Wie funktionierte das?
England war die erste Nation, die 1848 eine Zentralbank im heutigen Sinn etabliert hat. Die Bank of England erhielt das Monopol, Banknoten herauszugeben. Von nun an mussten Banken die Noten bei der Zentralbank zu einem fixen Wechselkurs gegen Gold beziehen – auf diese Weise wanderte allmählich sämtliches Gold zur Zentralbank. Es war die Geburtsstunde des Goldstandards, der die Geldmenge an das Gold koppelte.

Die Banken konnten nicht mehr unbeschränkt Kredite vergeben?
Ja. Allerdings fingen sie irgendwann an, die Kontrolle zu umgehen, indem sie die Kredite den Konten ihrer Kunden gutschrieben, statt sie in Banknoten auszuzahlen. So ist das heutige Bankensystem entstanden. In den dreissiger und vierziger Jahren haben die Zentralbanken dann zusätzlich Mindestreservevorschriften eingeführt, um die Geldschaffung wieder etwas in den Griff zu bekommen.

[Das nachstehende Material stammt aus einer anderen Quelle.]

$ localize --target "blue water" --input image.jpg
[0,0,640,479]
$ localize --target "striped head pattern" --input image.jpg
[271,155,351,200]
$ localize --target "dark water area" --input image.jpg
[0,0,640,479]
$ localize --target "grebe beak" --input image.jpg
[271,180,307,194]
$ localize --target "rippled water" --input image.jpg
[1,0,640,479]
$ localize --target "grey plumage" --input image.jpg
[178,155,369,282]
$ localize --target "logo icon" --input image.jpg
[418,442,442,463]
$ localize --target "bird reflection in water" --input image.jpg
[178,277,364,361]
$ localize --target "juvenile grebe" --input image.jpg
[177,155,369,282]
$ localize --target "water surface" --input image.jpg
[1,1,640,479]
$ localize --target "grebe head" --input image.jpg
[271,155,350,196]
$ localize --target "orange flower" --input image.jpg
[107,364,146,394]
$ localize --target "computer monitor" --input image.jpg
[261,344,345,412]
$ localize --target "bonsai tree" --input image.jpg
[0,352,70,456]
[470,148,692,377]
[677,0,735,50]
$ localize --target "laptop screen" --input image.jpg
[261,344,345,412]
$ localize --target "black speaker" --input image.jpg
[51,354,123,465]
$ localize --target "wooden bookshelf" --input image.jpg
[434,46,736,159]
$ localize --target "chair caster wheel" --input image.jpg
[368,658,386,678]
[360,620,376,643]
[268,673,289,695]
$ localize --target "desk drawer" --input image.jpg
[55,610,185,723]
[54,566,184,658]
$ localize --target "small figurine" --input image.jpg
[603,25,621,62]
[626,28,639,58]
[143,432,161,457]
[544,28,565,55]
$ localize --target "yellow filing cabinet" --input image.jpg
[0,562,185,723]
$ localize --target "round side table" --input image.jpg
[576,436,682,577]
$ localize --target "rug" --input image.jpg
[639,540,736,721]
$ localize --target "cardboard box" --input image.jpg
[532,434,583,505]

Haben nicht auch die Staaten selber zum Niedergang des Goldstandards beigetragen, weil sie selber immer mehr Kredite wollten?
Ja, ab 1914 brauchten sie Geld, um den Krieg zu finanzieren. Sie verkauften den Zentralbanken Schuldscheine gegen Geld. Nach dem Krieg kam es deshalb vor allem in Deutschland zu einer Hyperinflation. Nach dem Zweiten Weltkrieg versuchten die Staaten, den Goldstandard wiedereinzuführen: Der US-Dollar wurde an Gold gebunden, alle anderen Währungen mit einem fixen Wechselkurs an den Dollar. In den sechziger Jahren fingen die USA jedoch an, die Goldbindung aufzuweichen, um unter anderem den Vietnamkrieg zu finanzieren. Die Zentralbanken der anderen Länder protestierten, da ihr Geld damit an Wert verlor. Schliesslich war es US-Präsident Richard Nixon, der 1973 den Goldstandard aufkündigte.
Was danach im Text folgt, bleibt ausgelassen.